Another major departure was making Stirwaters's weavers female. In truth, weaving was one of the most important careers available to men of the era, and many period weavers made quite a good living at it. However, this fact of reality broke faith with a longtime association of women with textile work that stretches back to the Fates of Greek mythology and gives the story of "Rumpelstiltskin" its backbone. Women would return to dominate the profession with the advent of cheap cotton production in the 1800s, when operating a power loom became unskilled labor.

 

The folklore and folk magic illustrated here are also based in tradition. Corn dollies, hex signs, and other charms all existed, though they were not necessarily used quite as I have presented them.
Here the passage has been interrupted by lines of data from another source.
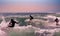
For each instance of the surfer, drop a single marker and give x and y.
(57, 21)
(31, 17)
(12, 23)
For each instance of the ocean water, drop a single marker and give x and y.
(22, 29)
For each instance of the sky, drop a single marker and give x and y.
(15, 6)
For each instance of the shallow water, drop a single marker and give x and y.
(28, 30)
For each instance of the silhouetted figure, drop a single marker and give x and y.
(12, 23)
(31, 17)
(57, 21)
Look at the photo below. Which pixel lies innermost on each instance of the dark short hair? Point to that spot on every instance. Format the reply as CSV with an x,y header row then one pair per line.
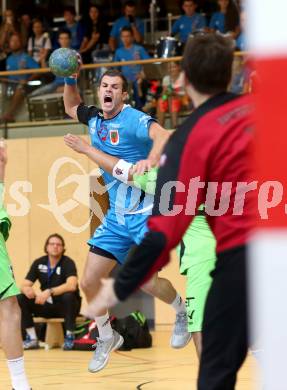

I am deeply indebted to Katherine Briggs, Christina Hole, and Jacqueline Simpson and Stephen Roud for their work in English folk tradition, and urge anyone interested in pursuing the subject to look them up. I have only scratched the surface here, and the depths are astoundingly rich.

 

The story of Rumpelstiltskin is what folklorists call a "Name of the Helper" tale, in which a character must defeat a mysterious helper by discovering his True Name (or Secret Name or Hidden Name). Germany's "Rumpelstiltskin" is certainly the most familiar of these, having been collected by the Grimm brothers in the nineteenth century, but the motif occurs in at least fifteen versions worldwide, including the English "Tom-Tit-Tot" and the Scottish "Whuppity Stoorie," in which, like Rumpelstiltskin, the title characters assist the heroines with their spinning. My work with the fairy tale elements of this novel has been greatly informed by the discussion and scholarship at Heidi Anne Heiner's marvelous Web site, the SurLaLune Fairy Tale Pages (
www.surlalunefairytales.com
), which should be a frequent stop for any fairy tale enthusiast.

 

I have always found "Rumpelstiltskin" to be a troubling tale, probably because it violates my sense of justice. The greedy father and merciless king go unpunished, and the miller's daughter betrays the only character who tried to help her. The anti-Semitic overtones of the Grimm version are also deeply disturbing to me -- and should be to any modern audience -- and I have tried to steer well clear of them.

 

Other readers disagree with a sympathetic view of Rumpelstiltskin. Folklorist Veronica Schanoes writes, "Some deals can't and shouldn't be enforced, and those deals include ones made under duress and those that involve taking a mother's child away from her." In other words, Rumpelstiltskin gets what he deserves.